Shopping days. Quick! There are only nine-and-a-bit shopping days left until Christmas! But please don’t be so quick that you miss the graph above. It shows what the Office for National Statistics calls “the underlying growth in the retail sector” for the 2,130 shopping days between the beginning of January 2010 and the end of October 2015. More specifically, it’s an index comparing each three-month period with the last, across three different metrics: the amount we’ve spent in shops, the quantity we’ve bought, and the average prices.

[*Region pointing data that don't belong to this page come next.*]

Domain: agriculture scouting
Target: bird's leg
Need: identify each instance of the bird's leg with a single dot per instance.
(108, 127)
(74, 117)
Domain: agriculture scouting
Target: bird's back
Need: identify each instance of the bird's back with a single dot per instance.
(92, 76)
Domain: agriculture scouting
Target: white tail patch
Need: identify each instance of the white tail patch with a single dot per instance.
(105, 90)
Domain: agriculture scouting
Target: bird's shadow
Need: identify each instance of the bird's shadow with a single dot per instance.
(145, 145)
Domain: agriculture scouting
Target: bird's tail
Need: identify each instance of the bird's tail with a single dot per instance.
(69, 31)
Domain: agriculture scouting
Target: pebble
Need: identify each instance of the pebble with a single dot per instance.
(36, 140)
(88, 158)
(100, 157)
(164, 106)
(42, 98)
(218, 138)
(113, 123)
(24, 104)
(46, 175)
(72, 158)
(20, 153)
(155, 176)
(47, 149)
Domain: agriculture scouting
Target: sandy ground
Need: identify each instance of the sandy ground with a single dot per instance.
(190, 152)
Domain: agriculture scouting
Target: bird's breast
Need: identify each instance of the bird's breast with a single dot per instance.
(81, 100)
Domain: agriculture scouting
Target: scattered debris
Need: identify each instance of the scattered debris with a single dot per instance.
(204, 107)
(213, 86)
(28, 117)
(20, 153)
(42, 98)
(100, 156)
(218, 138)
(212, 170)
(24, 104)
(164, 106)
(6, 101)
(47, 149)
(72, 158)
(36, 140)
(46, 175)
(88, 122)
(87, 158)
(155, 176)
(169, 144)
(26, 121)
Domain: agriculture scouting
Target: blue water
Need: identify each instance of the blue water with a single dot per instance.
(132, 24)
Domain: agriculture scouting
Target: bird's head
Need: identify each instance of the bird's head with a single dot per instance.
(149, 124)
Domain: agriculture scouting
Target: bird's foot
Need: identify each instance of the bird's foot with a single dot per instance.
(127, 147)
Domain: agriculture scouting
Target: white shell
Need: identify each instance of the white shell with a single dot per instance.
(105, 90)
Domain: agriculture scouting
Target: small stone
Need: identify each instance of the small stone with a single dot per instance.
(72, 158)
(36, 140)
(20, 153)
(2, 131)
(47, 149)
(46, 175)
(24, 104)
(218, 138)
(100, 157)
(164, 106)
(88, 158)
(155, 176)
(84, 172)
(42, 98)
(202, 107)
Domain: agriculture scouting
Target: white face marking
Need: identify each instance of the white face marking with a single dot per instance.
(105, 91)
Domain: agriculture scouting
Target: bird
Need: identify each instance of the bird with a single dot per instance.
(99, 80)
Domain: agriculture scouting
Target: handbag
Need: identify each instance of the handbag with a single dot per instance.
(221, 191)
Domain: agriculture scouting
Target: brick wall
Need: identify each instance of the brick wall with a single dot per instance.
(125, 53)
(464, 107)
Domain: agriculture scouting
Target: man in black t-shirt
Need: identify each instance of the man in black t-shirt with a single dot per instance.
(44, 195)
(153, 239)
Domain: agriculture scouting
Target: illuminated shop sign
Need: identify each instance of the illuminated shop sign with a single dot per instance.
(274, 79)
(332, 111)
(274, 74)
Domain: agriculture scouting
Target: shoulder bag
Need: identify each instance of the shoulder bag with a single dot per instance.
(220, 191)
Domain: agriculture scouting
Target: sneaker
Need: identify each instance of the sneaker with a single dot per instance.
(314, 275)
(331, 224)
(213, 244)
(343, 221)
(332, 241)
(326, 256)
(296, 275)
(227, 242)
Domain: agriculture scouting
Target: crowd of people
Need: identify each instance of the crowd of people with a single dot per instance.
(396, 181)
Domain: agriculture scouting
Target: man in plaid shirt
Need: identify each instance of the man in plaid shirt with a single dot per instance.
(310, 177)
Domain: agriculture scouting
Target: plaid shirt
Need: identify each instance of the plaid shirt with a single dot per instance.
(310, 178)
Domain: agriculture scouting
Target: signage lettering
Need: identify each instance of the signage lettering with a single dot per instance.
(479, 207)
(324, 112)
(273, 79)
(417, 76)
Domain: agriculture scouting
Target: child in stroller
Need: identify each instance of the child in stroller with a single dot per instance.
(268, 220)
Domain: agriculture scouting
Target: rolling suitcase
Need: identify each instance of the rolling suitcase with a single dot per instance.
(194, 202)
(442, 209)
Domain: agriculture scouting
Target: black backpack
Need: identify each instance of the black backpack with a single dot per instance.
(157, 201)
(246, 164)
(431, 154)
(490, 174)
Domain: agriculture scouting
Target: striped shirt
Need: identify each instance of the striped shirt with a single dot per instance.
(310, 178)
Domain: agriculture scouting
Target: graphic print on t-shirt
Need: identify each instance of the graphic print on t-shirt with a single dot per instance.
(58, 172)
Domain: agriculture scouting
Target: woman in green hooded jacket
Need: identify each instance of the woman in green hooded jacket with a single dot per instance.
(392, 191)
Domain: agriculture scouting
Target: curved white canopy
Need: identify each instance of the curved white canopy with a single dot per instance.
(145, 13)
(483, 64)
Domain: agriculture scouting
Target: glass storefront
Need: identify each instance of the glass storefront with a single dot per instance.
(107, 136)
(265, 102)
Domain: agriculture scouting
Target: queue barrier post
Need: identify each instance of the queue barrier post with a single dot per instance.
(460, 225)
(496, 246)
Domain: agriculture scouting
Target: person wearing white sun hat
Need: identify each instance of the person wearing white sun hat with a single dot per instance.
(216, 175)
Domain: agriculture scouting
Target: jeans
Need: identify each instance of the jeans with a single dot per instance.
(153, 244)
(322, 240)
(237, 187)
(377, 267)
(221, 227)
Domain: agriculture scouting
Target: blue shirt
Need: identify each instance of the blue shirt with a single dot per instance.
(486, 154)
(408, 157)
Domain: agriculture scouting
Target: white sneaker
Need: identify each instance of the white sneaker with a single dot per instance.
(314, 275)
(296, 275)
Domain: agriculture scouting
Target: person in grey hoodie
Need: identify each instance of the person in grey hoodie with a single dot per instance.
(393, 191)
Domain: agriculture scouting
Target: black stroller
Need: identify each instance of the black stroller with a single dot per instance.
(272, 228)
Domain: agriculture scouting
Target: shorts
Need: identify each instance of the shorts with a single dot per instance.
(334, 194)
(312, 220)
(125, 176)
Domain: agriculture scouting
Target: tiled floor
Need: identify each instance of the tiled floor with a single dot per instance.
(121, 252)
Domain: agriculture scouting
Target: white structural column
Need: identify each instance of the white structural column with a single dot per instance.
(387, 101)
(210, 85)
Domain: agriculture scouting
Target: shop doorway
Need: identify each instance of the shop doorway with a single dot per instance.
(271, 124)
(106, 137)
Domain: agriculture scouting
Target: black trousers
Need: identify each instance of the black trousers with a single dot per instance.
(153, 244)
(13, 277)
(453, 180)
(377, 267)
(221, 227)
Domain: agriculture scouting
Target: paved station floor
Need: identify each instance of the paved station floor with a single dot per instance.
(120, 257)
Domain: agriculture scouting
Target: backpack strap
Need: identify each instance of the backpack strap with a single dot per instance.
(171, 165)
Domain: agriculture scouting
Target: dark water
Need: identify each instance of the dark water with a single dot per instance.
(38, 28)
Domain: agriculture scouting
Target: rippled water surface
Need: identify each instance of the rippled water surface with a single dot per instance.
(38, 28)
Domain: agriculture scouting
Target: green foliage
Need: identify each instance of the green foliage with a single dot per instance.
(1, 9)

We’re buying, buying, buying… When it comes to our buying, up is the general direction. This is true of the latest figures: the quantity bought in the three months to October is almost one per cent higher than in the three months to July. But it’s also true in the longer term: this measure has been rising for 23 consecutive months, which is the lengthiest run since records began in 1996. The actual amount we’ve spent hasn’t increased so consistently, but a glance at the graph will reveal that it’s certainly increased over the past several years.
…because prices are going down. Why is this? Part of it is just that we’re freer with our cash after the downturn. But another part of it is the shrinking of prices. Whether it’s down to commodities getting cheaper, the rise of Internet shopping, or just good, old-fashioned discounting, the quarter-on-quarter trend in average store prices has been going down since around the middle of 2013. This coincides almost perfectly with those 23 months of growth in the quantity we’re buying.
A question of sustainability. There is much that is cheering about this. Everyday life has become more affordable, and we’ve responded by buying more, which is both a sign and a stanchion of a growing economy. But it also raises questions about sustainability. The shops can’t keep lowering their prices forever.
Interest fates. And – what is more fearful – we can’t keep spending forever. As I’ve pointed out in a previous To The Point post, a lot of our spending is being done on credit. Indeed, according to a recent survey, 35 per cent of people have already borrowed money to pay for Christmas gifts this year. What happens, then, when interest rates rise? This is the great and terrible question hovering above our economy as 2016 heaves into being.